Perhaps the best part of shopping and eating in Amsterdam is the fresh seafood. Close to Kaashuis and Patisserie Kuyt is a quaint little store called Fishes, offering the most beautiful selection of fish, cephalopods, mollusks and bivalves for a reasonable price. Smoked eel, mackerel and salmon, all delightful Dutch specialties, are as good as it gets here in this clean and well organized shop.
And what about raw herrings, those shiny slippery fish that the Dutch so love and adore? Herring stands can be found at any outdoor market and along the canals, crowded with locals who stop in for a quick snack, but after numerous samplings of these succulent treats across the city, I found the best ones at Fishes. Here you won’t have to deal with rude herring-meisters who treat you like the tourist that you are, but will be welcomed by the generous staff who run this clean joint. Herrings are best enjoyed during the early summer months when its flesh is at its sweetest, but even when I was there in the winter, they were oily, plump, tender and sweet, hardly requiring the chopped onions and gherkins that come as accompaniments (in fact, purists scorn their presence). Hold the herring by its tail, tilt your head back and slide the whole fish down your throat as the Dutch do, or cut it up in bite sized pieces and eat it with a Dutch flag toothpick if you’re shy.
With easy access to the most wonderful specialty products in the neighborhood, coupled with fresh organic produce from the Noordermarkt farmers market, we were soon eating like royalty in our cozy apartment.
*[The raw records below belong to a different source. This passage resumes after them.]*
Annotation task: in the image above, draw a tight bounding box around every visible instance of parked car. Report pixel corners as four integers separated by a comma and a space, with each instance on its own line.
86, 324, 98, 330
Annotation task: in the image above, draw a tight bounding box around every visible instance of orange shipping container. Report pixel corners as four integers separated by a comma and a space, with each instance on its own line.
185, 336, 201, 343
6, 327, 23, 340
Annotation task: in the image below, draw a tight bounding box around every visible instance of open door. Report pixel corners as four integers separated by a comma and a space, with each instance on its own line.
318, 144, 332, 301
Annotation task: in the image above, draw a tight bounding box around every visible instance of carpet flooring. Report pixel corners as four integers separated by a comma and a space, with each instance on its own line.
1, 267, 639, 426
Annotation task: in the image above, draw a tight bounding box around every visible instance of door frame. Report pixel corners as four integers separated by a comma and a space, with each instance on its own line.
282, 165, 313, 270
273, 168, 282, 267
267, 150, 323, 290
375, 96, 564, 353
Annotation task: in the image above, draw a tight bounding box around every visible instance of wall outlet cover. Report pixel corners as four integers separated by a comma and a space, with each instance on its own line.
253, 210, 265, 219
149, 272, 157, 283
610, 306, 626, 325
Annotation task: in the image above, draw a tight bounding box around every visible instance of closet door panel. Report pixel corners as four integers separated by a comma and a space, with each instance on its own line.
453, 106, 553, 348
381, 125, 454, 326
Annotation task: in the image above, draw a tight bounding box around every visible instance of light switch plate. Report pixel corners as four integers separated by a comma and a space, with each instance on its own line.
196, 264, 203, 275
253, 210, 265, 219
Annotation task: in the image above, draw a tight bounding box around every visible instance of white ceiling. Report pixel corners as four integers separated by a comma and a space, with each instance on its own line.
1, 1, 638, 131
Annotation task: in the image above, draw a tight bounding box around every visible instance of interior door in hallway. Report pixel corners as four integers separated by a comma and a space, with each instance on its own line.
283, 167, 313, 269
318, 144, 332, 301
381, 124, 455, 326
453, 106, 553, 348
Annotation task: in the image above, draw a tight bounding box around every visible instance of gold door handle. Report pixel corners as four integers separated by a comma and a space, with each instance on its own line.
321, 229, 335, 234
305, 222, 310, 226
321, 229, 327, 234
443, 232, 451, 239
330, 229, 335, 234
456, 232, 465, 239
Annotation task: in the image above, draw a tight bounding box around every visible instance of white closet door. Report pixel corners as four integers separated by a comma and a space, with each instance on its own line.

It didn’t make sense to throw away our Euros for consistently disappointing and appalling dining experiences. Short of being invited to somebody’s house for a home cooked meal, this was the most economical, pleasant, delicious and sane way to enjoy ‘Dutch dining’. Like a duck confit salad on a bed of organic baby greens, steamed artichokes, roasted red beets and tomatoes with a mustard vinaigrette.
Or fresh sardines from Fishes, pan fried in olive oil and dressed simply with salt and chopped parsley on toasted rusk. Ingredients so fresh, so flavorful and incredible that they speak for themselves.
Whole smoked mackerel quickly became my favorite daily eats, with toasted rusk, fresh mâche salads, organic fruits, artisanal cheeses from Kaashuis and a bottle of wine. Melt-in-your-mouth smoked salmon from Fishes made it on the breakfast table every morning, while pickled beef tongue, smokey and slightly chewy in the best possible way, was another shining star in our daily routine.
When all else fails, there’s always chocolate space cakes, moist buttery snacks that taste innocently sweet. Of course, you’ll still have to prepare some food for those outrageous munchies that will follow.
Random trivia: Did you know that splitting a restaurant bill and ‘going Dutch’ comes from the concept of a Dutch door which is split horizontally in the middle so that the bottom half can stay shut to keep farm animals out, while the top half can remain open to let air in?